“We need to undo the untold damage of the nineties, and it’s anoraks and lad rock, standing still, spitting out infantile rhymes and stealing only the obvious riffs from the obvious bands, and get back to posturing” – Dara Higgins on Kantor Tzar Collectif‘s Absent EP.
I’m old enough to not get Grimes, but also to know what it was like when The Sisters of Mercy were an actual, real, going concern. These days it’s hard to know if a kind of bedsitty gloominess is a result of an immersion in the Sisters, Nephelim, Cure et all, or just the XX (I don’t get the XX.) Kantor Tzar Collectif might be more of the former, than the latter, with their heavy, fuzzed bass riffs and kind of dark, goth-disco feel.

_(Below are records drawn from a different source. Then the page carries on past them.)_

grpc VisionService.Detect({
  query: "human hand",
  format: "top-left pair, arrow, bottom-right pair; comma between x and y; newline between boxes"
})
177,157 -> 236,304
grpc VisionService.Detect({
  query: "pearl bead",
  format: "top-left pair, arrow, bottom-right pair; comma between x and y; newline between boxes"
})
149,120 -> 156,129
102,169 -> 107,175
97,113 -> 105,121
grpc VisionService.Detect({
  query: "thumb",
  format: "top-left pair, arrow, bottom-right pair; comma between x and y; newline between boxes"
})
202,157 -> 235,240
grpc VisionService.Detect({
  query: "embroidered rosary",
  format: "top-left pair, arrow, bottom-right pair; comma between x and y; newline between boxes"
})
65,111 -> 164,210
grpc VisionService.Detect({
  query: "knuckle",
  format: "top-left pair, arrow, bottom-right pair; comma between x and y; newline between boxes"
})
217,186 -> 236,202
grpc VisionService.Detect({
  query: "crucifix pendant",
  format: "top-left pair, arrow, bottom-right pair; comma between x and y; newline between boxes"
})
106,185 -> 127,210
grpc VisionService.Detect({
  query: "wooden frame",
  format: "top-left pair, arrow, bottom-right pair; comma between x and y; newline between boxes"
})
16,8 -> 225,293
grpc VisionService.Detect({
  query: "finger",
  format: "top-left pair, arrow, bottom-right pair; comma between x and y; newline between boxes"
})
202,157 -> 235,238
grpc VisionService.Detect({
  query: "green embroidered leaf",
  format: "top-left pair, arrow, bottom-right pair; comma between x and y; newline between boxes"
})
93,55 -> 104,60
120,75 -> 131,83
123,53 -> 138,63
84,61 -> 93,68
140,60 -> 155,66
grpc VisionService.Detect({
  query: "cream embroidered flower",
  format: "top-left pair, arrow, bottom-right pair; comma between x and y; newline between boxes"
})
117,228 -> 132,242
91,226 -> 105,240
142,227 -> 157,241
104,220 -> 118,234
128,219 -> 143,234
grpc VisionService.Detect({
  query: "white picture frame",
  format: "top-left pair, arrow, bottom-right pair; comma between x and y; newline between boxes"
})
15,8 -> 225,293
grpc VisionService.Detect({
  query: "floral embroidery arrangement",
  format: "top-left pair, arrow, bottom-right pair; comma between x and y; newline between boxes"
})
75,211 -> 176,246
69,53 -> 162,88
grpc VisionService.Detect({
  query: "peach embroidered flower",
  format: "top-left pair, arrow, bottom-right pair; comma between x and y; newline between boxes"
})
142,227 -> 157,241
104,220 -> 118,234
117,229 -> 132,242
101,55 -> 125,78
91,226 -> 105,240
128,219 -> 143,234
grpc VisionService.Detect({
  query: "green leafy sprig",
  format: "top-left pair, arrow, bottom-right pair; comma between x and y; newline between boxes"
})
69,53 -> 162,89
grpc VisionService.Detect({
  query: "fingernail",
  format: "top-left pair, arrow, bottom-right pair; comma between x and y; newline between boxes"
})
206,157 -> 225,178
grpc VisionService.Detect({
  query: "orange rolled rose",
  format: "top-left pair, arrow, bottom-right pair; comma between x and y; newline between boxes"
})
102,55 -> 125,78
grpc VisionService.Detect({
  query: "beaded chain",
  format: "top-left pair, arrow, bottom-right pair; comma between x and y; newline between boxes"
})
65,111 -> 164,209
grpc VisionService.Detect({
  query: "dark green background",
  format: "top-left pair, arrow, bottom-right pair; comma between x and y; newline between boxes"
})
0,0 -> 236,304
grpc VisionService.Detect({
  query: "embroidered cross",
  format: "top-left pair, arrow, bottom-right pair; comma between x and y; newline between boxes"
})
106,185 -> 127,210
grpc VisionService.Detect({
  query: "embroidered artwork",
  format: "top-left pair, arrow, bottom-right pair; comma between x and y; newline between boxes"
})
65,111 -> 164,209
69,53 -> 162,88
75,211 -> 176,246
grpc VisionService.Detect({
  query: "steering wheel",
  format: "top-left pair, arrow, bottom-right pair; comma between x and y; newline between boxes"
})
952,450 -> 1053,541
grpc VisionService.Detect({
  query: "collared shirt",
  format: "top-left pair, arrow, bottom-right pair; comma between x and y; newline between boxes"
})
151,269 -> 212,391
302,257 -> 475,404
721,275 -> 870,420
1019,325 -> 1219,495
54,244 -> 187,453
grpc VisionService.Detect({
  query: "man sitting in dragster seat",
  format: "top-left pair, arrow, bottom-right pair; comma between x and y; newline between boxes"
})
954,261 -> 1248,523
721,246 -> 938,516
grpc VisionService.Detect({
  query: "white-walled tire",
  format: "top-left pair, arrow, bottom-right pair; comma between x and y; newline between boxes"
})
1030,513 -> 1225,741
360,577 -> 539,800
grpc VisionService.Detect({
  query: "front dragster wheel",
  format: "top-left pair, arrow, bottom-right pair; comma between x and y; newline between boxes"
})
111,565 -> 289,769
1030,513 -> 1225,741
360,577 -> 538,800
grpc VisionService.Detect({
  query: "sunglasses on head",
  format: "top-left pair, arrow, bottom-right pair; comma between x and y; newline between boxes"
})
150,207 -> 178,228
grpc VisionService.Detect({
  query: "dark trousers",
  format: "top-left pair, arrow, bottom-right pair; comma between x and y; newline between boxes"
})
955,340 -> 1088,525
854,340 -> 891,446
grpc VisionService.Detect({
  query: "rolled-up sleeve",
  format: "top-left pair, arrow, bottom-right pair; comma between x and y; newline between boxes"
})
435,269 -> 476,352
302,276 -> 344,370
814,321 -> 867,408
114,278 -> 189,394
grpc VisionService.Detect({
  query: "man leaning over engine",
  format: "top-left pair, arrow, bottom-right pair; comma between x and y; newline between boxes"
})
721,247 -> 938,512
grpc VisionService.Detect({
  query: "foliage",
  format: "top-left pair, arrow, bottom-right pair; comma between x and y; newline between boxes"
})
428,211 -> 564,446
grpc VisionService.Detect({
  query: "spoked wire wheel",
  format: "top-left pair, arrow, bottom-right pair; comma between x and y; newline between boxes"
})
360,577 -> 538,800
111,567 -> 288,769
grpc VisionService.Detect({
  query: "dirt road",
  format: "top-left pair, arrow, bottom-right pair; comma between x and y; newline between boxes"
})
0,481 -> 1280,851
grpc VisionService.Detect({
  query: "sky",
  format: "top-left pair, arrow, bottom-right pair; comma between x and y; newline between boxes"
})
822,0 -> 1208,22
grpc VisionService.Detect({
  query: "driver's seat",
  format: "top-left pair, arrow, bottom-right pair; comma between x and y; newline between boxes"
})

The music of this Dublin two piece is based around a drum machine, the odd Cinematic Orchestra type sample, and guitar shapes Andrew Eldritch would be proud of. Between The Tare, the first song on this e.p. is most resonant of the early eighties oeuvre, led along by the insistent machine beats. In the voice there’s a kind of growling, which is supposed to convey a kind of drama, that’s reminiscent of early Emotional Fish (gulp! Did I just say that?), or The The, but without the depth or darkness. The chorus deals with “fighting on the dancefloor” which, funnily enough, was a factor of any Saturday night out on the Indie tiles in the old Olympic Ballroom back in the day. Beyond that, on Crooked Smile, there’s more of a suggestion that Madchester may be an influence, with its louche bongos and slighter rhythm, not to mention a stray mention of “ecstasy”. Plugged In uses an old piano sample, complete with vinyl crackling, which gives way to delay soaked guitar and heavy bass.
It takes more effort to play this kind of music and actually mean it. I hope that they dress in black, wear shades over their kohl-ed eyes while hanging around in darkened rooms, and have a baby tiger on a chain. I hope that their drum machine has a name. That kind of making an effort is he least we should be expecting from our artists. We need to undo the untold damage of the nineties, and it’s anoraks and lad rock, standing still, spitting out infantile rhymes and stealing only the obvious riffs from the obvious bands, and get back to posturing, make up and quoting from the classics. KTC may not even be into that. These days it’s hard to know at what remove bands are from the original influences. Perhaps these lads just bought a few Interpol albums, and think Joy Division is when you get an A in your maths homework. But whatever the genesis of their music (and wouldn’t it be great if it were Genesis) they have a sense of sweeping, velure-clad drama, which is something Irish music could do with.